Jian-Xun Wang

Assistant Professor, Aerospace and Mechanical Engineering

Friday, May 5
10:00-10:30 a.m.

“Data-driven Computational Modeling of Complex Spatiotemporal Systems for Energy-related Systems”

Abstract

First-principle modeling and simulation of complex systems based on partial differential equations (PDEs) and numerical discretization have been developed for decades and achieved great success. Nonetheless, traditional numerical solvers face significant challenges in many practical scenarios, e.g., inverse problems, uncertainty quantification, design, and optimizations. Moreover, for complex systems, the governing equations might not be fully known due to a lack of complete understanding of the underlying physics, for which a first-principled numerical solver cannot be built. Recent advances in data science. and machine learning, combined with the ever-increasing availability of high-fidelity simulation and measurement data, open up new opportunities for developing data-enabled computational mechanics models. Although the state-of-the-art machine/deep learning techniques hold great promise, there are still many challenges - e.g., requirement of “big data”, the challenge in generalizability/extrapolibity, lack of interpretability/explainability, etc. On the other hand, there is often a richness of prior knowledge of the systems, including physical laws and phenomenological principles, which can be leveraged in this regard. Thus, there is an urgent need for fundamentally new and transformative machine learning techniques, closely grounded in physics, to address the aforementioned challenges in computational mechanics problems. This talk will briefly discuss our recent developments of scientific machine learning for computational physics, focusing on the integration of PDE operators into neural architecture to fuse prior knowledge of physics, multi-resolution data, numerical techniques, and neural network through differentiable programming.

Biography

Prof. Jian-Xun Wang joined the College of Engineering at the University of Notre Dame as an assistant professor in the Department of Aerospace and Mechanical Engineering in 2018. He received his bachelor degree in Naval Architecture and Ocean Engineering from the Harbin Institute of Technology in 2011 and completed his master’s program in Mechanical Engineering in 2013 from the same university. He joined the graduate program in the Department of Aerospace and Ocean Engineering at Virginia Tech in 2013 and received a master degree in Ocean Engineering and a Ph.D. degree in Aerospace Engineering in 2016 and 2017, respectively. Subsequently, he conducted postdoctoral research at the University of California, Berkeley. 

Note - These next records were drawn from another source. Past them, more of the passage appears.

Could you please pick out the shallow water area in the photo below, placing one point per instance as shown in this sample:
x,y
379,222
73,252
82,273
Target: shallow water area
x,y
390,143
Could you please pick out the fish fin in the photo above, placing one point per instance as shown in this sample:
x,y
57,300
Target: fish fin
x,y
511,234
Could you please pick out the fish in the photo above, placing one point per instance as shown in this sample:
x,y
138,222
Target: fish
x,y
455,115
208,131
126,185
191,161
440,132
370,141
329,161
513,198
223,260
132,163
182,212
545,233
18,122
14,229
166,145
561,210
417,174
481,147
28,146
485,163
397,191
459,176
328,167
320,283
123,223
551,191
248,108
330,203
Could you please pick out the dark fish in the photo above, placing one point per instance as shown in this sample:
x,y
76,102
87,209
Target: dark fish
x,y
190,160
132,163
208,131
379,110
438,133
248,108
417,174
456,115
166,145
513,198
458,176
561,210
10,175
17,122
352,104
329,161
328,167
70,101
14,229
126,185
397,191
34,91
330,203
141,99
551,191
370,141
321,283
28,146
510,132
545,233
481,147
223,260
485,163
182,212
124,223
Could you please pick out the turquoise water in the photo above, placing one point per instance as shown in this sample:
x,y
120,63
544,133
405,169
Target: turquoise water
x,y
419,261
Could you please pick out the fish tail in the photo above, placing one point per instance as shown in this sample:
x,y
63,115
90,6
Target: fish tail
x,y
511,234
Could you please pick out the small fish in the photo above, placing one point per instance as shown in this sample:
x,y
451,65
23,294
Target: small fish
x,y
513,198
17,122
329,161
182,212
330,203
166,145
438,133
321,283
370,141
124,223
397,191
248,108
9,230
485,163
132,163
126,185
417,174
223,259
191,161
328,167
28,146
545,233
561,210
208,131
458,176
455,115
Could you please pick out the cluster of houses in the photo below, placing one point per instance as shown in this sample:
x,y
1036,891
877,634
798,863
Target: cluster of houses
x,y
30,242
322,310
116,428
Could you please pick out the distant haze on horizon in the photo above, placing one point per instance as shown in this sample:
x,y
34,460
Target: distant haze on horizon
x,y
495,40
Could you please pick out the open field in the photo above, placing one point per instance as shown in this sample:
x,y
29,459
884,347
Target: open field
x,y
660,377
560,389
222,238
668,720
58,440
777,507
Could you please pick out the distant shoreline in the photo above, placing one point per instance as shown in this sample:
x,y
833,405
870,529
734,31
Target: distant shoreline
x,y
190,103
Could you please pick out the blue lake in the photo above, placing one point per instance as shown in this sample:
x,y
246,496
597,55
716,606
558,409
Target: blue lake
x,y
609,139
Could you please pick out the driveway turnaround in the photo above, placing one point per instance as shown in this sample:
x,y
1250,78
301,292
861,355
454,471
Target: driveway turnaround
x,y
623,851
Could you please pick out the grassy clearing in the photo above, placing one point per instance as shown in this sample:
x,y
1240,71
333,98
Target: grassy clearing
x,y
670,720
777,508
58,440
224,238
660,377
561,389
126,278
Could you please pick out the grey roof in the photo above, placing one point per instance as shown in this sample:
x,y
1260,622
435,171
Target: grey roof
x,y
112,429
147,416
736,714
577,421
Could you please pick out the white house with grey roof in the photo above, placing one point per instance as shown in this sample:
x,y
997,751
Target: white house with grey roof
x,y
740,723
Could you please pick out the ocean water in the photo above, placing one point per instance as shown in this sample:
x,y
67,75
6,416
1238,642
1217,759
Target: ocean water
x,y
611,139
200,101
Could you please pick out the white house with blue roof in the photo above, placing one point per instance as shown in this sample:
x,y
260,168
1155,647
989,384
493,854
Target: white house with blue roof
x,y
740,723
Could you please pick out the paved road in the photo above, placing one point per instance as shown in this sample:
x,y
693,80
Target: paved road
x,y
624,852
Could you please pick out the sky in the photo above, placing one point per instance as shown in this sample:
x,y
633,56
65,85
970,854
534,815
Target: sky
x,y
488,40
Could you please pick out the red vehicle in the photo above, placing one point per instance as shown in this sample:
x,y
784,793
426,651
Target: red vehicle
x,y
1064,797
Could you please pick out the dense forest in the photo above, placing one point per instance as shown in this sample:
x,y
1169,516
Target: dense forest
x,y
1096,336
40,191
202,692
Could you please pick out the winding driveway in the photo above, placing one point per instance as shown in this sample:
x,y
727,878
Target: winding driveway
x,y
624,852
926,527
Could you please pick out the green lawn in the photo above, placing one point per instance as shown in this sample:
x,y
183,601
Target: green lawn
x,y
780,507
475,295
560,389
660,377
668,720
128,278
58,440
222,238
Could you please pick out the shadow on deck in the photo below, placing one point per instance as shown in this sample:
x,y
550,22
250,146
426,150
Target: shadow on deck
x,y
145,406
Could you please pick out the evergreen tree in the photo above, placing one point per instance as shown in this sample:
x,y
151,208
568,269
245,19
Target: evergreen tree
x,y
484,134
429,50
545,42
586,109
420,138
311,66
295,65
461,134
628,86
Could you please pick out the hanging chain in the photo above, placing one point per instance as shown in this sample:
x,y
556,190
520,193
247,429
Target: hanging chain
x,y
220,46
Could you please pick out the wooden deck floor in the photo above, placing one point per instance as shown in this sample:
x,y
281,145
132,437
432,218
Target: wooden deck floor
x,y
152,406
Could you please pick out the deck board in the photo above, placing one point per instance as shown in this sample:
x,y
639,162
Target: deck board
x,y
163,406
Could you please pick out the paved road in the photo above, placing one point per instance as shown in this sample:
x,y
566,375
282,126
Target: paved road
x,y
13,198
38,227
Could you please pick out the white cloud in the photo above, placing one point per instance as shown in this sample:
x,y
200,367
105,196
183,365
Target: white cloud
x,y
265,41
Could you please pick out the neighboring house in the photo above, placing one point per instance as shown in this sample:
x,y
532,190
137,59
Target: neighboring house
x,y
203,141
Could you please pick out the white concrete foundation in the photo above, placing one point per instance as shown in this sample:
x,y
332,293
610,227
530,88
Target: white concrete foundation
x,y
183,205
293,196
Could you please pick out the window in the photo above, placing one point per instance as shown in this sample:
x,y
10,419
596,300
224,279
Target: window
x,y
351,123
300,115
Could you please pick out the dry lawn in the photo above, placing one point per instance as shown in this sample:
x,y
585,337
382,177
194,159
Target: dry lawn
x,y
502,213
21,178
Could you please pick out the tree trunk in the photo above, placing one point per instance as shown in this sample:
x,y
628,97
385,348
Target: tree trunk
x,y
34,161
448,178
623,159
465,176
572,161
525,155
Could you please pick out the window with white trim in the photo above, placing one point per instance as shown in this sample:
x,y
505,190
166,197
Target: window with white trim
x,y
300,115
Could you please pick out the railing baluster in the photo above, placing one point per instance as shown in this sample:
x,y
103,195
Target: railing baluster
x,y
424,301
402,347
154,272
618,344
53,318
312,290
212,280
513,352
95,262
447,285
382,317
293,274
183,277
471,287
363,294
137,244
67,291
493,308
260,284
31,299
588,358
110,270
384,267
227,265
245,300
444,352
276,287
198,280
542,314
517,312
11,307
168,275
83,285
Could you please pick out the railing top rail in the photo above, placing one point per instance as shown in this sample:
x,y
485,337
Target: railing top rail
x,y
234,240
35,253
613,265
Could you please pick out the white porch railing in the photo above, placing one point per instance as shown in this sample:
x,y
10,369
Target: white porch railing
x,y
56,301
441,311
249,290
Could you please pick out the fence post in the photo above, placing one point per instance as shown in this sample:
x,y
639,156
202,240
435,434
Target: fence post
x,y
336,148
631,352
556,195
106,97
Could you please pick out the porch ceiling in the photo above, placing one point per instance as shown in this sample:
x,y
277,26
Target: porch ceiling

Prof. Wang has a multidisciplinary research background, cutting cross scientific machine learning, data assimilation, Bayesian inference, uncertainty quantification, and computational mechanics. In particular, his research focus is at the interface of physics-informed deep learning, data-driven modeling, scientific computing, and physics-based computational mechanics. He has (co-) led research projects sponsored by multiple agencies, including NSF, ONR, AFSOR, DARPA, CICP, etc. Dr. Wang received the 2021 NSF CAREER Award, 2023 ONR YIP Award, and the 2022 Top 10 Outstanding Chinese American Youth Award. Dr. Wang also serves on the editorial board of Nature Scientific Report, and he is a member-at-large of the US. Association of Computational Mechanics (USACM) Technical Thrust Area on Uncertainty Quantification and Technical Thrust Area on Data-Driven Modeling.

Relevant Energy Publications
  1. Wang, Jian-Xun, Jin-Long Wu, and Heng Xiao. "Physics-informed machine learning approach for reconstructing Reynolds stress modeling discrepancies based on DNS data." Physical Review Fluids 2, no. 3 (2017): 034603.
  2. Gao, Han, and Jian-Xun Wang. "A Bi-fidelity ensemble kalman method for PDE-constrained inverse problems in computational mechanics." Computational Mechanics 67, no. 4 (2021): 1115-1131.
  3. Gao, Han, Luning Sun, and Jian-Xun Wang. "Super-resolution and denoising of fluid flow using physics-informed convolutional neural networks without high-resolution labels." Physics of Fluids 33, no. 7 (2021): 073603.
  4. Liu, Xin-Yang, and Jian-Xun Wang. "Physics-informed Dyna-style model-based deep reinforcement learning for dynamic control." Proceedings of the Royal Society A 477, no. 2255 (2021): 20210618.
  5. Xiao, Heng, J-L. Wu, J-X. Wang, Rui Sun, and C. J. Roy. "Quantifying and reducing model-form uncertainties in Reynolds-averaged Navier–Stokes simulations: A data-driven, physics-informed Bayesian approach." Journal of Computational Physics 324 (2016): 115-136.